Santo Inácio Mártir (bispo de Antioquia, séc. II d.C.) partilha o resultado de sua intensa experiência vocacional-amorosa: “Que nada visível ou invisível me impeça de encontrar Jesus Cristo. Fogo e cruz (….) venham sobre mim, contanto que encontre a Jesus Cristo.” (Carta aos romanos, cap. 5). Quem ama intensamente, não tem olhos para mais nada. Assim refletia há algumas semanas o Superior Geral dos frades inacianos numa conferência sobre as novas vocações.

Pois bem, para se fazer ouvir, a Voz do Amor se vale de várias mediações: família, testemunhos, exemplos, sensações, tristezas, alegrias. A Pastoral Vocacional esforça-se na reflexão ou na acolhida simples dessas mediações para que as pessoas ouçam a Voz.

Hoje as exigências são grandes. É preciso ajudar os jovens a perceber a multiplicidade de propostas que a Voz do Amor faz.

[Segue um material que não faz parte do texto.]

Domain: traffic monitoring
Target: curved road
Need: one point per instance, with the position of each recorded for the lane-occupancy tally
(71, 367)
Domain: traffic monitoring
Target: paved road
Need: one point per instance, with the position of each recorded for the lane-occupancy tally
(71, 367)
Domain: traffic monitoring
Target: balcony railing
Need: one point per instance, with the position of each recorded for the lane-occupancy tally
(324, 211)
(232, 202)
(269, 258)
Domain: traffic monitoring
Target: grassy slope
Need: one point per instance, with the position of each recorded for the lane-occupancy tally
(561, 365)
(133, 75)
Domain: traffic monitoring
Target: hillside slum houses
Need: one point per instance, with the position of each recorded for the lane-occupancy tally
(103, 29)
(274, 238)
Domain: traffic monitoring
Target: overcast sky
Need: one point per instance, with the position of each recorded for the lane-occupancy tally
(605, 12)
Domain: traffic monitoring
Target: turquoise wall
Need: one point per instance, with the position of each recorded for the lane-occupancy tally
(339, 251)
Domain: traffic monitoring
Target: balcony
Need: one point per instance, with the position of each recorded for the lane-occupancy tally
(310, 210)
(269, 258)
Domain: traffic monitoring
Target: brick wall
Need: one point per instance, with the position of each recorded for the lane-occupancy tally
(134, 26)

6 questões reflexivas para auxiliá-lo nos encontros vocacionais

  1. O que um jovem pensa hoje sobre “ser marido ou esposa” de alguém?
  2. É estranho querer permanecer solteiro hoje?
  3. O que um jovem tem que abandonar hoje para ser padre?
  4. Que trabalhos uma freira pode realizar hoje?
  5. O que é um frade?
  6. Os casais, os leigos missionários, os jovens inseridos, os operários, todos esses podem também se consagrar?

Sem dúvida, as perguntas hoje aumentaram e são muito mais complexas do que há quinze anos. Mas também as respostas que o Espírito de Deus suscita no seio da Igreja são mais numerosas e multiformes.

A Pastoral da “Voz Amorosa” se vê então desafiada e motivada na escuta e nas respostas generosas ao chamado do Senhor, seja em que direção forem os passos de quem responde. Por outro lado, os agentes dessa Pastoral têm que ir lá onde se ouviu a voz para cooperar com o ouvinte no seu discernimento. Palpites podem ser prejudiciais. É preciso colocar-se junto da vocacionada e do vocacionado, ajudando-o a ouvir melhor.

É certo que nem todos têm disponibilidade ou são capazes de colaborar como agentes da Pastoral Vocacional. Mas, ouvir a Voz do Senhor é algo inerente à missão de seguir Jesus Cristo. Quem quer ser feliz, precisa ouvir essa Voz e ser porta-voz dela. Motivemos nossos jovens de que não é preciso ter medo de perder nada, mas estejamos dispostos a um encontro intenso de amor que vai plenificar a vida.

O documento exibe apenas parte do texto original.